I am in a similar boat. I was somewhat desperate to hire a few months back and took on a kid I knew was a project, but he had decent skills and organization, it went downhill almost right away he has almost zero follow thru, is always stirring up trouble with FOH, has no stamina and "stick-to-it-ness". Gets moody at the slightest correction. I suspended him for a week last month due to his conduct with FOH and so issues on the line. He came back and went 3 days before his old crap started coming up. Tomorrow I'm going to sit him down and make some goals and say this is your last shot here either you start meeting some benchmarks or you're gone. 

I have a small kitchen & staff, usually me and two other guys and no Dish so it isn't for everyone. Me I love it going as hard as I can nearly every night working 150 covers with just a 6 burner, 24"x24" plancha, a salamander, and small fryer, and unreliable oven. It takes a certain person and he probably isn't that guy. I live for it, so do my other 2 cooks. My favorite is when its just me and one other cook and we just sling it out. I hope this guy can turn it around and make it past the end of the month. I keep hoping he will and that he'll want to not just do well at work but make something more of himself other than an almost there Pothead


----------



## Salty dog

It's best when it's pure. Sarge, enjoy. 

Me thinks this guy won't be around much longer.

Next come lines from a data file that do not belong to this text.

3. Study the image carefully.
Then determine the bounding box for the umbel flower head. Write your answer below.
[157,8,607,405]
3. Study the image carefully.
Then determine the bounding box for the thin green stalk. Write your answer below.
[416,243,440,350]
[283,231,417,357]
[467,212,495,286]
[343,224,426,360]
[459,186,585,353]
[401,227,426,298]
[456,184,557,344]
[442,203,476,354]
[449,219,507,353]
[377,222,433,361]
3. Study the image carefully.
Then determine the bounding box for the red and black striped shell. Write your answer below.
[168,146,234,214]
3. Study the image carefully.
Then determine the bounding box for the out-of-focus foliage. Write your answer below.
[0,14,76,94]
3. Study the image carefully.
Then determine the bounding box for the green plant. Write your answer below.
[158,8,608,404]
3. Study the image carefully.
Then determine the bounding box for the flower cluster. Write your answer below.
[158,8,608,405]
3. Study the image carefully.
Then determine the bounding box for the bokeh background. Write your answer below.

On the other hand, my "project" has been worth everything I put into it. It's that kind of stuff that keeps you going.


----------



## SpikeC

Good luck, Sarge! I have had apprentice jewelers that were like what you describe, and they didn't make it. Good attitude is hard to teach.


----------



## VoodooMajik

A good attitude is Hard to teach, and Harder to learn. I have faced a lot of adversity and come out the end with a bit of a chip that needs polishing off. The hardest thing to change is yourself. I wish both of you and your cooks the best of luck.


----------



## pumbaa

I wish I could work for some of the guys on this board. The attitudes that Salty and Theory have are amazing and a a total opposite to what I experience in this city. They throw you in the deep end and see if you can swim. I tend to thrive on this now and have gotten used to pushing myself, but there is no teaching anymore around here. But as Majik said you can only tech someone so much and do so much for them before you have to let go.


----------



## Sarge

Finally got the project to shut up and just cook. Also he decided it would be smart to start doing things the way I've asked instead of what feels easiest for him, I don't know that I'll keep him as the season slows down since it was a 3 month fight to get to this point and there are still too many rough edges, but I don't want to strangle him at every interaction now. Maybe 2/5 but I'll take whatever improvements I can get.


----------